I had a little meltdown this morning. I had one yesterday morning, too. And last night. It seems to be getting worse, not better.
I tried to stop taking the Xanax yesterday. Maybe that caused Meltdown 1. Who knows? I woke up at 7ish and lay in bed thinking about you and crying. Then I read some posts in the widows’ groups on FB. Somewhere, one of the things I read mentioned a This American Life podcast about a wind phone. Did you listen to that? I wish I would have listened to more of these podcasts when you were alive and listening to them, too. We could have shared more conversation about the responses they all invoke.
This one was about a man whose uncle died in the tsunami in Japan in 2011. In his grief, he bought a telephone booth and put it out in his yard, overlooking cliffs. He sat in it and called his dead relative and talked to him. Soon, people from all over would come and talk to their loved ones. You probably listened to it.
One in particular really hit me.
➈ The father
One call I watched was from a young father with rectangle glasses and a long black jacket.
He lost his family; both parents, a wife named Mine and a one year-old son named Ise.
“Dad? Mom? Mine? Ise? It has already been 5 years since the disaster.

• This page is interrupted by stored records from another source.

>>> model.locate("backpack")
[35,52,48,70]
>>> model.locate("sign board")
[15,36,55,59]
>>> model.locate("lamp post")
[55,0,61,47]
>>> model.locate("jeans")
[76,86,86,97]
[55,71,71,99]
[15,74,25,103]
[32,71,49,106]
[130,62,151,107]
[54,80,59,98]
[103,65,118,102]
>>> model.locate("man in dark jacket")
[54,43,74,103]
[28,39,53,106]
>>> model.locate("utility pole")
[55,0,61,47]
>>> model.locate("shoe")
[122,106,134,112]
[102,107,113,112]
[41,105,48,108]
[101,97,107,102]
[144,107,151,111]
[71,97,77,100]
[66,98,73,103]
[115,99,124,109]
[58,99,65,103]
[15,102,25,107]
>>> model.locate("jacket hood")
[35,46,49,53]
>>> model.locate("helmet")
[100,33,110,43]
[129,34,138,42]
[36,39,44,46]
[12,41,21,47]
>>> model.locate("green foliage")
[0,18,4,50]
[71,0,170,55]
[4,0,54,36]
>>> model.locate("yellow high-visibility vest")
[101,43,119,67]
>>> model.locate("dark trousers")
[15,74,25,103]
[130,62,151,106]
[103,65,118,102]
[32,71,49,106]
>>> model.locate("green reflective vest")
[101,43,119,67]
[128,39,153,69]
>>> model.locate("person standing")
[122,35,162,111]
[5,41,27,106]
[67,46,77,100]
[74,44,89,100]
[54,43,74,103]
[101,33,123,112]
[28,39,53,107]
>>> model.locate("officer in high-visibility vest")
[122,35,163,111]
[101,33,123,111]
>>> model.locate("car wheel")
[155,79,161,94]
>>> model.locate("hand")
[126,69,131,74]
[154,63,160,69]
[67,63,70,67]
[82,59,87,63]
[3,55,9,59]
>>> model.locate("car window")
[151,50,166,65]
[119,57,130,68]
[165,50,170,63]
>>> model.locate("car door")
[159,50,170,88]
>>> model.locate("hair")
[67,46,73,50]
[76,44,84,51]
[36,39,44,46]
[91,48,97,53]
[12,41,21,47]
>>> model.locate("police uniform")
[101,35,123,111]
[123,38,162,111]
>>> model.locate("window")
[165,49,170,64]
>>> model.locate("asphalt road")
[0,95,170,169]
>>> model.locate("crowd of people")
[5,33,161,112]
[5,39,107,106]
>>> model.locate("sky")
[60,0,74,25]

If this voice reaches you, please listen.
Sometimes I don’t know what I am living for.
Ise, please let me hear you call me ‘papa.’
Even though I built a new house…
Dad, mom, Mine and Ise without all of you it is meaningless. I want to hear your reply but I can’t hear anything.”

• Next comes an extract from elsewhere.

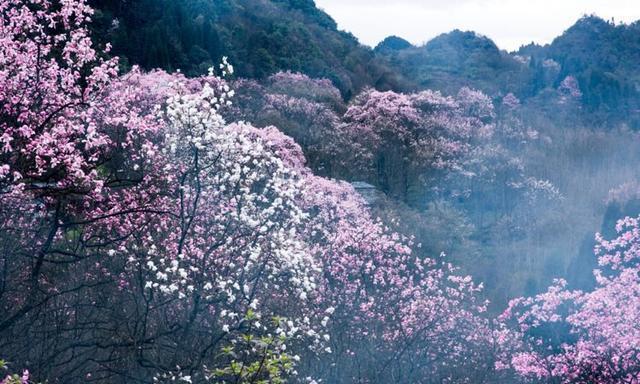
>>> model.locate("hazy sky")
[316,0,640,50]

He takes off his glasses and covers his eyes with his hands.
“I’m sorry. I’m so sorry I couldn’t save you.”
Oh God, those words.
I’m so so so sorry. I’m so so so sorry I couldn’t save you, Rick.
I tried so hard. Every day for months. I tried to help you mentally, tried to help you physically. Tried to save you.
And I failed.
I know it’s illogical. I know I’m not God. But, I tried everything I could think of and failed.
In the last few months, you asked me to come lay with you often throughout the day – on my lunch hour, when I finished work at 4, and in the evening, when you went to bed at 9 or 10pm. You wanted to lie next to me and talk, and touch, and just be together. I’m so sorry for every time I didn’t.
Sometimes I’d need to finish something, or sometimes I’d be exhausted from caring for you and I’d say I need some alone time – I’ll come to bed soon.
I hate myself for that – for not seeing that there wouldn’t be much more time, for not recognizing how very sick you were.
I’ve got plenty of alone time now.
I know I’m human. I try to forgive myself for things that I did because I was tired, scared, and so very sad watching you die.
I know you forgive me. I need to forgive myself.
I love you and always will. That bullshit phrase from Jerry McGuire isn’t bullshit. You complete me. Or you did.
And now I am no longer whole. I am shattered in pieces. I have no choice other than to call up every memory of you and try to savor it forever.
Where are you? If I built a wind phone, could I talk to you?
Listen to the This American Life podcast, “Really Long Distance.”